From what I see the sequence is going by 3's

Answer 3

yeh..

Answer 4

@Vocaloid

Answer 5

3 X 3 = 9
9 X 3 = 27

Answer 6

So, you're correct



\[3\times 1=3 3*2=9 3*3=27 3*4=81 3*5=243 3*6=729\]

Answer 7

sorry, I didn't put spaces in between 3*1

Answer 8

but it goes 3*1=3 3*2 = ect

Answer 9

This is what is known as a geometric sequence. This is where a sequence of numbers is found by multiplying the previous term by a common ratio, known as variable r.

\[a _{2} = a _{_{1}} \times r\]

This is in contrast to an arithmetic sequence. This is where a sequence is found by adding by a common difference, denoted as d.

\[a _{2} = a _{1} + d\]

Where,
\[a _{1} \] is the first term in a sequence, and
\[a _{2}\] is the second term in a sequence.

To solve for the nth term of a geometric sequence, we can use the following formula.

\[a _{n} = a _{1} \times r ^{n - 1}\]

This formula is essentially saying: the nth term of a geometric sequence is equal to the first term of the sequence, multiplied by the common ratio taken to the n-1.

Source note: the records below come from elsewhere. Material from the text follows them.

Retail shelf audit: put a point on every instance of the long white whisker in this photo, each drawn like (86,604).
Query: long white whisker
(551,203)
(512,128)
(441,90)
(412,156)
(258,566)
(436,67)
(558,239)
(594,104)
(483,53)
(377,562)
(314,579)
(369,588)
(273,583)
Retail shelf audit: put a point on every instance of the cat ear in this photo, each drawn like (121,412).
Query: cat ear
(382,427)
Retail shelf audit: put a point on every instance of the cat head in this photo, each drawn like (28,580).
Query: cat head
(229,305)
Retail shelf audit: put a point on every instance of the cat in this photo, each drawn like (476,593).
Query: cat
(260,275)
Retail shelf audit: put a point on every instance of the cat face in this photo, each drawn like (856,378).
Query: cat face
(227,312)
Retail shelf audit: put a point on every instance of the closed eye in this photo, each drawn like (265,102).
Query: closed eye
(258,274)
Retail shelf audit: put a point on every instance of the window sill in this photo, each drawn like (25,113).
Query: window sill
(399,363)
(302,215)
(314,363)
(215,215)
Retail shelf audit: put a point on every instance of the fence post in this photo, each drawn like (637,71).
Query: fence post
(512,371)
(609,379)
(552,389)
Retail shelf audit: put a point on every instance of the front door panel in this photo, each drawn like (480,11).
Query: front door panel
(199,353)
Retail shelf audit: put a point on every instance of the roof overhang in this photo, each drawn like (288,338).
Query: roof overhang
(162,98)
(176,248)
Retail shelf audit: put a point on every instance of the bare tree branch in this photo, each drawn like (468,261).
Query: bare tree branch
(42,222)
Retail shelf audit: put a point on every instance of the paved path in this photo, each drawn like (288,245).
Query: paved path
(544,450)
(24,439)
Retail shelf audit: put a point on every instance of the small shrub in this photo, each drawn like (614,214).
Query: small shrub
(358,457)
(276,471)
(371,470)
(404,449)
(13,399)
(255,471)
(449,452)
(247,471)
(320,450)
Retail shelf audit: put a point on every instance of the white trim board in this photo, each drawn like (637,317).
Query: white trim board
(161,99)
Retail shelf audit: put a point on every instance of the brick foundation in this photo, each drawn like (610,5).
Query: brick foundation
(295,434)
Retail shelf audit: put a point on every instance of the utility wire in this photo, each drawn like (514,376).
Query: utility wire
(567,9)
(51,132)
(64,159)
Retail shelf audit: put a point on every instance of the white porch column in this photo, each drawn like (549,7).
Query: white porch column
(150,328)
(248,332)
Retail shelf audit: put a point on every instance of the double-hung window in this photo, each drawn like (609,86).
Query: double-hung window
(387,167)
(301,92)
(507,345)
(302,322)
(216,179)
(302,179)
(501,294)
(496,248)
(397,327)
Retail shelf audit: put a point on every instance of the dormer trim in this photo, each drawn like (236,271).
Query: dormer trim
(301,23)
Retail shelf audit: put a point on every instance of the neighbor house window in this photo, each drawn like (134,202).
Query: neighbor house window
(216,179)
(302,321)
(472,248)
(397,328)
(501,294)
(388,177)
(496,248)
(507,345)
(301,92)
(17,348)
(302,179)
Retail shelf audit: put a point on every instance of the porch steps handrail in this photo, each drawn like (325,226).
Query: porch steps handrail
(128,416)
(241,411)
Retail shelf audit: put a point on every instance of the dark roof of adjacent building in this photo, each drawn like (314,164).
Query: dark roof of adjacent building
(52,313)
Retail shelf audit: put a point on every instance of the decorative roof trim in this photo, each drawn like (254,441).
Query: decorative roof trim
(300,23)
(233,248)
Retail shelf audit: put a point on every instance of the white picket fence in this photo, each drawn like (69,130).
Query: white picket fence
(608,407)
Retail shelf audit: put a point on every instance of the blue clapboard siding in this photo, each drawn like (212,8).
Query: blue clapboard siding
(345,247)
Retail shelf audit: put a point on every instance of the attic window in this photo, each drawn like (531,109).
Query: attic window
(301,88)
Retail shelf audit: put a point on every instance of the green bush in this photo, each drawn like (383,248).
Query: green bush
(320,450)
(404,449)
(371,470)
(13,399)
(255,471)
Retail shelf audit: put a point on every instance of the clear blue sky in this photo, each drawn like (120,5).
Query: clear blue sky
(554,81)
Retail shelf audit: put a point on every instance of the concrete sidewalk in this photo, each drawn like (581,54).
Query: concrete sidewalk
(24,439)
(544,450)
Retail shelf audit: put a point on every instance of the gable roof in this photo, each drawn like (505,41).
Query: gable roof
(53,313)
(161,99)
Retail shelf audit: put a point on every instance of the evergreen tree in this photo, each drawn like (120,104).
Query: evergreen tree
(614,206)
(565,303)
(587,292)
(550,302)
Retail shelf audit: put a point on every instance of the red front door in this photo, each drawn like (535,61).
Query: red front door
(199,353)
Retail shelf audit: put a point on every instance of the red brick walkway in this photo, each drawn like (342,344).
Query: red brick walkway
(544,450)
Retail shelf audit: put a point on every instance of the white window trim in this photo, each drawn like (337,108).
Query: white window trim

If we look at our given information, we see that our first term (a1) is 1.

Any common ratio for a geometric sequence can be found from the formula:

\[r = \frac{ a _{2}}{ a _{1} }\]

Input:

\[r = \frac{ 3 }{ 1 } = 3\]

This can also work at any point in the sequence

\[r = \frac{ 27 }{ 9 } = 3\]

Now that we know our first term, and our common ratio, we can use our formula.

\[a _{n} = a _{1} \times r ^{n - 1}\]

\[a _{7} = 1 \times 3^{7 - 1}\]
\[a _{7} = 1 \times 3^{6}\]
\[a _{7} = 729\]

Answer 10

You are correct. But moving forward, it is better to use the method with formulas as you will not always be able to multiply it out. For example, what if I asked you to find the 1050th term of a sequence. These concepts help set you up for calculus as well.